Heritage boards depicting the history of site from the colonial era all the way to the modern day have been set up.

===Excavation of fort===
In 2004, the park received public attention as a team of archaeologists began excavation of the buried fort. The Mountbatten Citizens' Consultative Committee garnered support from local residents and schools to encourage ownership of local heritage. Funding for the excavation was raised from corporate sponsors and a fund-raising dinner, totalling to S$200,000.

Volunteer diggers found large portions of the fort still in situ, with portions that did not appear in the original plans. Over the 10 month dig, more than 1,000 volunteers from all walks of life assisted the archaeologists in their efforts.

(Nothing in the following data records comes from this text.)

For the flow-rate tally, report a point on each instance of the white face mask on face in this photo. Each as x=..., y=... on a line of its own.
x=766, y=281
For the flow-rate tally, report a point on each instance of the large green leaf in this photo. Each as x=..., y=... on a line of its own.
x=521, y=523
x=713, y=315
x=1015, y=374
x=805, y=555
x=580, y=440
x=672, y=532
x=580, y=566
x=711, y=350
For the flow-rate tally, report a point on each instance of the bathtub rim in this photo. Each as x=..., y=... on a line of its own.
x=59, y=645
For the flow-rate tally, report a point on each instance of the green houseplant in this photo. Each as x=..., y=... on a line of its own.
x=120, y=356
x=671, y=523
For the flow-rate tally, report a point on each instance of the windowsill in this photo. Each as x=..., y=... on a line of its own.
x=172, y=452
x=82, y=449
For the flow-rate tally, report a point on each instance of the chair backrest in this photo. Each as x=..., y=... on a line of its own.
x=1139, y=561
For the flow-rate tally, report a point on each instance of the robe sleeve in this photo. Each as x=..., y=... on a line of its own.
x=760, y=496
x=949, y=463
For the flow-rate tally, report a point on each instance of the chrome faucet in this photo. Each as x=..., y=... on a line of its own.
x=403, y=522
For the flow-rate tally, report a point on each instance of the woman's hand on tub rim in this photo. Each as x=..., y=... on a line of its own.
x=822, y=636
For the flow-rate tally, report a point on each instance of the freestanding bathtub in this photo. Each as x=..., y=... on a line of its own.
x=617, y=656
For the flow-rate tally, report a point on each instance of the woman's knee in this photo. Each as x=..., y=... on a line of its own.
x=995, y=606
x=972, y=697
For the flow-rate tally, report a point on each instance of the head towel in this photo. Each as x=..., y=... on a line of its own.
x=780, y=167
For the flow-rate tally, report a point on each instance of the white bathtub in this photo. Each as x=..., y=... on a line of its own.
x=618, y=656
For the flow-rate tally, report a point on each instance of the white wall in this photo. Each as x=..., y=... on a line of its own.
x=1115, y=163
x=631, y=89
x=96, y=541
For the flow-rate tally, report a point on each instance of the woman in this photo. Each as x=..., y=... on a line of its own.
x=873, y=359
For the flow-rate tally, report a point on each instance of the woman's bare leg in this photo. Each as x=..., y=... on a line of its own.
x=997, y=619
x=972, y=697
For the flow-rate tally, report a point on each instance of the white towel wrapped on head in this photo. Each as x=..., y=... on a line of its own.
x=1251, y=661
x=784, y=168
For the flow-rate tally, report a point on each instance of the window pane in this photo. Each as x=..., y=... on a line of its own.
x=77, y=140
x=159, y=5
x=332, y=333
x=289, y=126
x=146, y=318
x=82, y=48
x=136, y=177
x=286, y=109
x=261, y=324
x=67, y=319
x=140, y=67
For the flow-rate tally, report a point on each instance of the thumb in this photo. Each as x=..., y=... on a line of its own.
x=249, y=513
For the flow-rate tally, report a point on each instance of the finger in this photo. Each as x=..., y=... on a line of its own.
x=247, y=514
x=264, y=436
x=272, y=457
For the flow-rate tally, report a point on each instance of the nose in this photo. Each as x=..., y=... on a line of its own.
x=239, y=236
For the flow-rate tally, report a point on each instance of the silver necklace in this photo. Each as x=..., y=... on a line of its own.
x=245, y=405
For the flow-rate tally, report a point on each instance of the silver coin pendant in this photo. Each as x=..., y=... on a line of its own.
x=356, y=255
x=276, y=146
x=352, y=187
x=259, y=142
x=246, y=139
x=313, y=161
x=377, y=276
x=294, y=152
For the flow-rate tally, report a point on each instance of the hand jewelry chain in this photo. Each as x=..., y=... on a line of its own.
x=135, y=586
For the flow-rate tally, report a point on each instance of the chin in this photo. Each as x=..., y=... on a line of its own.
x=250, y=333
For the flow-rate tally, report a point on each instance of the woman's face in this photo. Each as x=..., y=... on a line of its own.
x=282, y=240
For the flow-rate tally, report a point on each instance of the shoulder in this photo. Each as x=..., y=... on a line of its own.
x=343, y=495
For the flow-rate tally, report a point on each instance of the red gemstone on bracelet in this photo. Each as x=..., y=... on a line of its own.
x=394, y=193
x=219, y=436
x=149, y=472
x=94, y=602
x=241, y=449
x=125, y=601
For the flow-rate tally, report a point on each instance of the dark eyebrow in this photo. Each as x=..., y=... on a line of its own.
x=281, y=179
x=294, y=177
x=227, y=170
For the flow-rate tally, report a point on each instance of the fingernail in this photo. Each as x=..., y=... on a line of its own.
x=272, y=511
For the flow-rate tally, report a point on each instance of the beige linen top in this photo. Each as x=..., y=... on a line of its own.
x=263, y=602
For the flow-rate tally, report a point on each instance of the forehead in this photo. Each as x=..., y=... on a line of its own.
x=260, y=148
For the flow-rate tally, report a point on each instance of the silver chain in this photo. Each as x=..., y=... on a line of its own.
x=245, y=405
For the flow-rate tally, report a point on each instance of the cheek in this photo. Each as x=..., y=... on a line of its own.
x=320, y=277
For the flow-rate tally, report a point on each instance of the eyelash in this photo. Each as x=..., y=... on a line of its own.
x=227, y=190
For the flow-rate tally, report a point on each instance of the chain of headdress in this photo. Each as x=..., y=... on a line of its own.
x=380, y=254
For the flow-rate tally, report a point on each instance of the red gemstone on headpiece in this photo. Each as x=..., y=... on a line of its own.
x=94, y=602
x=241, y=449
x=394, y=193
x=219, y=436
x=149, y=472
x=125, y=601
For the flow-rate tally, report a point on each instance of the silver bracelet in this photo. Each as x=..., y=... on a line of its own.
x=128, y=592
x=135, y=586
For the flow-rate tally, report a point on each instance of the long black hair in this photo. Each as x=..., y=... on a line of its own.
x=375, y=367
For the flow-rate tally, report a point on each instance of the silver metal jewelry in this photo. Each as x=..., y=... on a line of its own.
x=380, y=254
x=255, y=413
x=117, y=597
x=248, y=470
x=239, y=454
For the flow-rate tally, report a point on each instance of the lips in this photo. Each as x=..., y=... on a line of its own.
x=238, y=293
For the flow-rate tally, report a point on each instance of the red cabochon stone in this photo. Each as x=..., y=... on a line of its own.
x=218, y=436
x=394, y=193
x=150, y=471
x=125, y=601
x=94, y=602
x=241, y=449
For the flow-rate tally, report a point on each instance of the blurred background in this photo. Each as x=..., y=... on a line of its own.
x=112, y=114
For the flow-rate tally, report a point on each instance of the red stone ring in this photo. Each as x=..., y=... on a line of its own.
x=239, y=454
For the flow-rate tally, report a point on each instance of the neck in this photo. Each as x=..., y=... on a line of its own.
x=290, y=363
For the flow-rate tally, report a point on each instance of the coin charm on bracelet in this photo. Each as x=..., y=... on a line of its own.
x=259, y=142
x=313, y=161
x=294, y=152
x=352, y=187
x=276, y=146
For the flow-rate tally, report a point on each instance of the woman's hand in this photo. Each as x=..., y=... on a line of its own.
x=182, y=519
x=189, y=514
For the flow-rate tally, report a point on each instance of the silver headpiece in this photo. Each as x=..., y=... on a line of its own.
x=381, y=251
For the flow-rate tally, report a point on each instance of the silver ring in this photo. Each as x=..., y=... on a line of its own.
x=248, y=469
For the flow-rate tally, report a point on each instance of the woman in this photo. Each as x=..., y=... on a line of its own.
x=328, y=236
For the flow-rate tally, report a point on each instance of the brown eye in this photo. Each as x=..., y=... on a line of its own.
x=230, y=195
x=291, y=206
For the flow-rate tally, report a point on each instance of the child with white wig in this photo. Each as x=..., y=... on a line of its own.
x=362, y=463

A public exhibition featuring 10 student design schemes by architecture students from NUS was held on 8 January 2006, showcasing concepts and ideas for an interpretative and information center to promote discussion on what the future of Katong Park could be.

Despite their efforts in fund raising and excavating the fort, the dig was called off in 2005 and the remains were reburied to protect the remains from the elements as well as to prevent visitors from falling into the holes.

Funding for the dig was diverted to bursaries and scholarships for students in the constituency. Only a bastion of the fort remains exposed and cordoned off, with no immediate plans for what to do with it. The fort is still pending acceptance as a National Monument by the Preservation of Monuments Board and the Urban Redevelopment Authority.

===Sculptures===
Sculptures depicting the British and Indian Sikh guard stand in the park and were donated by Mr Jack Sim. They represent the multi-ethnic civil defence forces of Singapore in the 19th century.

===Katong Park MRT station===
Katong Park MRT station, a station along the Thomson–East Coast Line, was opened on 23 June 2024.

Proposals to integrate the fort and the MRT station were not undertaken and it is likely that the fort will remain untouched at least until the construction of the station is finished.